Still, experts like Albright are troubled by recent developments with Iran. He tells CFR.org’s Bernard Gwertzman the UN Security Council effort to press for an Iranian freeze is weakening even while Iranian defiance stiffens. Iran is assisted by its main backer on the Council, Russia, which has sought to divert any sort of punitive measures against Tehran. The Council’s mixed record in using targeted sanctions to influence behavior is explored in this new Backgrounder.
But most U.S. policymakers say there is still time for diplomacy. The permanent members of the UN Security Council and Germany continue to debate whether sanctions should be used to pressure Iran. CFR Fellows Lee Feinstein and Michael A. Levi suggest shifting the focus off the Security Council, which remains divided, and back on the transatlantic partnership. “Europe should commit itself to imposing more sanctions outside the United Nations,” they write in the International Herald Tribune. “In return, America should agree to enter unconditional negotiations with Iran.” This idea received a boost last week after President Bush picked Robert M. Gates, an intelligence veteran who chaired a 2004 CFR Task Force report advocating direct negotiations with Iran, to succeed Donald Rumsfeld as defense secretary.

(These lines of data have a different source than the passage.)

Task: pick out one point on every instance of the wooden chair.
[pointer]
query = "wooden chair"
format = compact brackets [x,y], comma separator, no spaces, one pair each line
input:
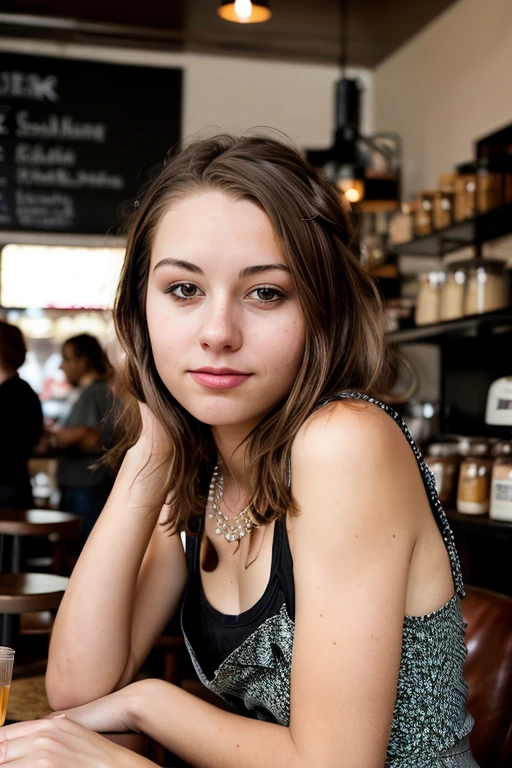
[24,593]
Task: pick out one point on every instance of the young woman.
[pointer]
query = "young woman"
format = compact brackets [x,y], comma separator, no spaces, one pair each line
[321,596]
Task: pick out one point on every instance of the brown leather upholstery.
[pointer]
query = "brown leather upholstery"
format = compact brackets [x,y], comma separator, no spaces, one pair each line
[488,671]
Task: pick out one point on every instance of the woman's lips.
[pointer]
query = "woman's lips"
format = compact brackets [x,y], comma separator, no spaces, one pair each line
[219,380]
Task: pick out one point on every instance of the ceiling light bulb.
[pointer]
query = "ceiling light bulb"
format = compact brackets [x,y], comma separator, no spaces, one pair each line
[243,9]
[352,195]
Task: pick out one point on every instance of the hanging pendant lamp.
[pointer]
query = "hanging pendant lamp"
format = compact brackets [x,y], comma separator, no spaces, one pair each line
[244,11]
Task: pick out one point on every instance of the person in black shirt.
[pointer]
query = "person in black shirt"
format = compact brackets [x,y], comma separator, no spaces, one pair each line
[21,421]
[79,442]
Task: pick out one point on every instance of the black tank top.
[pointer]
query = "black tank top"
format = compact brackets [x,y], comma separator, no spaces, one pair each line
[247,659]
[215,635]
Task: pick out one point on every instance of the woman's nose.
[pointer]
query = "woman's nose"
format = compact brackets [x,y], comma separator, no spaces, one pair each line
[221,327]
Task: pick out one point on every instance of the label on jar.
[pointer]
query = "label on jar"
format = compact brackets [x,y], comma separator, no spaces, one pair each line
[501,500]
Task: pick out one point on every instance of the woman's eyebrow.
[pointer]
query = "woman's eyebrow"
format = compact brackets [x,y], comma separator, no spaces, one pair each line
[246,272]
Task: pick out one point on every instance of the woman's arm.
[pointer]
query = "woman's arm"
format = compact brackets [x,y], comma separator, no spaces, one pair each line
[356,482]
[114,609]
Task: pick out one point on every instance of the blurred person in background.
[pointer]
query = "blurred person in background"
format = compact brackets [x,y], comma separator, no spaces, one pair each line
[80,441]
[21,421]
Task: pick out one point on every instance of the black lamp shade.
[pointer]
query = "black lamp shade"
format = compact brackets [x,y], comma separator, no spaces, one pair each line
[257,11]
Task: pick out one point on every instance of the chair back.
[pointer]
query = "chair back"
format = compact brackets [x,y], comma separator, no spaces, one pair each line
[488,671]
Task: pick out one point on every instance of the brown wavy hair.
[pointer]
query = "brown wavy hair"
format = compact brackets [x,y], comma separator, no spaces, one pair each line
[344,347]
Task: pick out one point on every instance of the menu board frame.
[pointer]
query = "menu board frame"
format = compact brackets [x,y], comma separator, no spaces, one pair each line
[79,138]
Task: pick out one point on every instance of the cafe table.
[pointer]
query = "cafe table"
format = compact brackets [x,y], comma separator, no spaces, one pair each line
[17,523]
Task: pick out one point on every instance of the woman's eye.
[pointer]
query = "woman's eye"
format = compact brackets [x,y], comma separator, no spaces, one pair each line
[266,294]
[183,290]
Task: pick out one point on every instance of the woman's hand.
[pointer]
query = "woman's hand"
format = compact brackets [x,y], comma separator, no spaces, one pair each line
[110,714]
[61,743]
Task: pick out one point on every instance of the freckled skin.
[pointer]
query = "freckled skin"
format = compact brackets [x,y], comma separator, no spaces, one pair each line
[223,322]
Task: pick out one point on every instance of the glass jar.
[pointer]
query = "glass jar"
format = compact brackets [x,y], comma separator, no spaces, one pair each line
[453,292]
[401,227]
[487,287]
[475,480]
[443,460]
[489,186]
[443,209]
[465,192]
[428,298]
[501,483]
[424,219]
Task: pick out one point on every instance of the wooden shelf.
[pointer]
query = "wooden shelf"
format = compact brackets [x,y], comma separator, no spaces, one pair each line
[474,325]
[477,230]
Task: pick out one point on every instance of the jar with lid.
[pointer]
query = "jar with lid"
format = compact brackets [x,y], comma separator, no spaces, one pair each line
[475,480]
[443,209]
[428,298]
[487,286]
[401,226]
[465,192]
[501,483]
[443,460]
[489,186]
[424,219]
[453,292]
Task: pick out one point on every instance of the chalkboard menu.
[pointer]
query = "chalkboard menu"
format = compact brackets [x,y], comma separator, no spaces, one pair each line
[78,139]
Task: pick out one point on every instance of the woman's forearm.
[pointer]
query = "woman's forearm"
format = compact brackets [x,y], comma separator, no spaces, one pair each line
[90,642]
[206,736]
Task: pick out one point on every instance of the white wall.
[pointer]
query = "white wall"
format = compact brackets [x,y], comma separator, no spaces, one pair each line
[236,94]
[448,86]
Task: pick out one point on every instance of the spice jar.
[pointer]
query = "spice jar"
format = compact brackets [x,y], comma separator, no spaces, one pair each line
[428,298]
[487,288]
[443,461]
[401,226]
[424,219]
[501,484]
[465,192]
[489,186]
[443,209]
[453,292]
[475,480]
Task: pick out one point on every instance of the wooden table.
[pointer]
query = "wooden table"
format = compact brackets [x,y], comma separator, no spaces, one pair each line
[17,523]
[26,593]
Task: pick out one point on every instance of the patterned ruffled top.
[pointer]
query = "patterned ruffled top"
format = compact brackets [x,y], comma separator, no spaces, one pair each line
[246,659]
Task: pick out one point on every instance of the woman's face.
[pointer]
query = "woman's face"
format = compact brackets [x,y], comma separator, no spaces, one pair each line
[226,328]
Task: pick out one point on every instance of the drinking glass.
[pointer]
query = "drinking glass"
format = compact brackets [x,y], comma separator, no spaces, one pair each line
[6,664]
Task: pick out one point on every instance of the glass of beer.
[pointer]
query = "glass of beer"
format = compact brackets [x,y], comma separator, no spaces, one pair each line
[6,664]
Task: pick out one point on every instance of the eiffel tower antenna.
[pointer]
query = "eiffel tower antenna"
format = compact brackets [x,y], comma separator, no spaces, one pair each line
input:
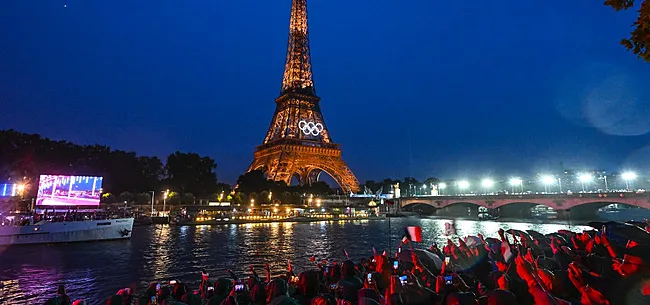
[298,142]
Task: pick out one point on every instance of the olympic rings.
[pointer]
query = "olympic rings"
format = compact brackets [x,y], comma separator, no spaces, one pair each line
[309,128]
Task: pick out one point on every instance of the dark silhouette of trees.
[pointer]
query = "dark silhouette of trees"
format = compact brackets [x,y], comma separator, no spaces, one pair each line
[191,173]
[127,176]
[257,187]
[639,40]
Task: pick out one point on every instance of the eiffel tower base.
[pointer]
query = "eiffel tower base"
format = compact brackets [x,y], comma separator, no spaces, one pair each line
[281,161]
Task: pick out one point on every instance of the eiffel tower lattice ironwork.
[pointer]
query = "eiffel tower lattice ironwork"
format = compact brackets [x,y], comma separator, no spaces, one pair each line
[298,141]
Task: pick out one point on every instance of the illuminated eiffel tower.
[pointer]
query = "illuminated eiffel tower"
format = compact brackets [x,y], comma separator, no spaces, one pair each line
[298,142]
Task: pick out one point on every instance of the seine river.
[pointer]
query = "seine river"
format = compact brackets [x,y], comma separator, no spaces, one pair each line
[94,271]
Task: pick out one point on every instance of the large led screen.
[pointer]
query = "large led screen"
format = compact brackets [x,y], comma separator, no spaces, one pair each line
[55,190]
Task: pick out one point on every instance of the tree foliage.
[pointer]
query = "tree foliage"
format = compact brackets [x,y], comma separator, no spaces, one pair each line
[254,182]
[191,173]
[639,40]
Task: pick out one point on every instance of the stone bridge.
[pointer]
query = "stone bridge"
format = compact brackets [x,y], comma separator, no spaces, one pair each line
[582,206]
[555,201]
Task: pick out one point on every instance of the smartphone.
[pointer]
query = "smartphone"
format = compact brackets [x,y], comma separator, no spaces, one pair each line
[402,279]
[448,279]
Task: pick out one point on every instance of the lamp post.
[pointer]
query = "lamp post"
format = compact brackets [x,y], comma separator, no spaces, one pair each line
[153,195]
[628,176]
[462,185]
[547,180]
[165,200]
[487,184]
[516,182]
[584,178]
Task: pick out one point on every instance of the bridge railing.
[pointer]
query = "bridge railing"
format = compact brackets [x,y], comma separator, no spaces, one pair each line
[534,196]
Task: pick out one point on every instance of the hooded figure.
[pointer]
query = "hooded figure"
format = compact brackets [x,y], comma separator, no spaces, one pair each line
[115,300]
[308,287]
[277,293]
[349,284]
[222,288]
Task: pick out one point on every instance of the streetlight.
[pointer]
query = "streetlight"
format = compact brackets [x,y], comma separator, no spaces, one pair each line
[441,187]
[628,176]
[165,200]
[584,178]
[547,180]
[462,185]
[516,182]
[487,183]
[153,195]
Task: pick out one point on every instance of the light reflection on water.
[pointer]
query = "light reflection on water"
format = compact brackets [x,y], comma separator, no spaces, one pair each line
[94,271]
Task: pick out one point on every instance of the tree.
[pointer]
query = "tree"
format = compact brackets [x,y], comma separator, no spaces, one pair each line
[173,198]
[188,198]
[191,173]
[143,198]
[639,40]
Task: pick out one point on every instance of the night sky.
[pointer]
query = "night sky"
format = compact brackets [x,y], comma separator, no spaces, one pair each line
[476,87]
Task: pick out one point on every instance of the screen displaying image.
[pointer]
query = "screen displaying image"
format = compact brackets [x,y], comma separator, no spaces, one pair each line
[55,190]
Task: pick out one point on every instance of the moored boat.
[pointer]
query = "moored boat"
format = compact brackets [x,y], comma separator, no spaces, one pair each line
[46,231]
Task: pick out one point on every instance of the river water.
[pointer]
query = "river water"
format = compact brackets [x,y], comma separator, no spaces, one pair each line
[94,271]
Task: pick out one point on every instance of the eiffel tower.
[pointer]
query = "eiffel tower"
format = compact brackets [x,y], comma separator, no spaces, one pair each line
[298,142]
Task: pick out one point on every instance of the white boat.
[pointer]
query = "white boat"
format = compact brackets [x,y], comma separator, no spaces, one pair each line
[45,232]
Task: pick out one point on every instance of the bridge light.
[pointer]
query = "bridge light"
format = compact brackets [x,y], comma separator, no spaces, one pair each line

The IAEA report also comes on the heels of Israeli Prime Minister Ehud Olmert’s visit to Washington. Olmert sought to reaffirm the White House’s commitment to preventing Tehran from aquiring nuclear weapons. His deputy defense minister, Ephraim Sneh, made news last week by voicing his belief that military action is “sometimes the only resort.” Olmert also called for “one voice” on Iran’s nuclear ambitions and warned the world would “enter a new era of instability (AP) unlike any the world has ever seen.” Some Israelis say their proxy war with Hezbollah earlier this year may foreshadow a larger conflict ahead. “Things would have been quite different if Hezbollah’s patron had already been armed with nuclear weapons and the means to deliver them,” writes Ze’ev Schiff in Foreign Affairs. Still, most experts do not believe a military option, by either Israel or the United States, exists that would prevent Iran from building a bomb.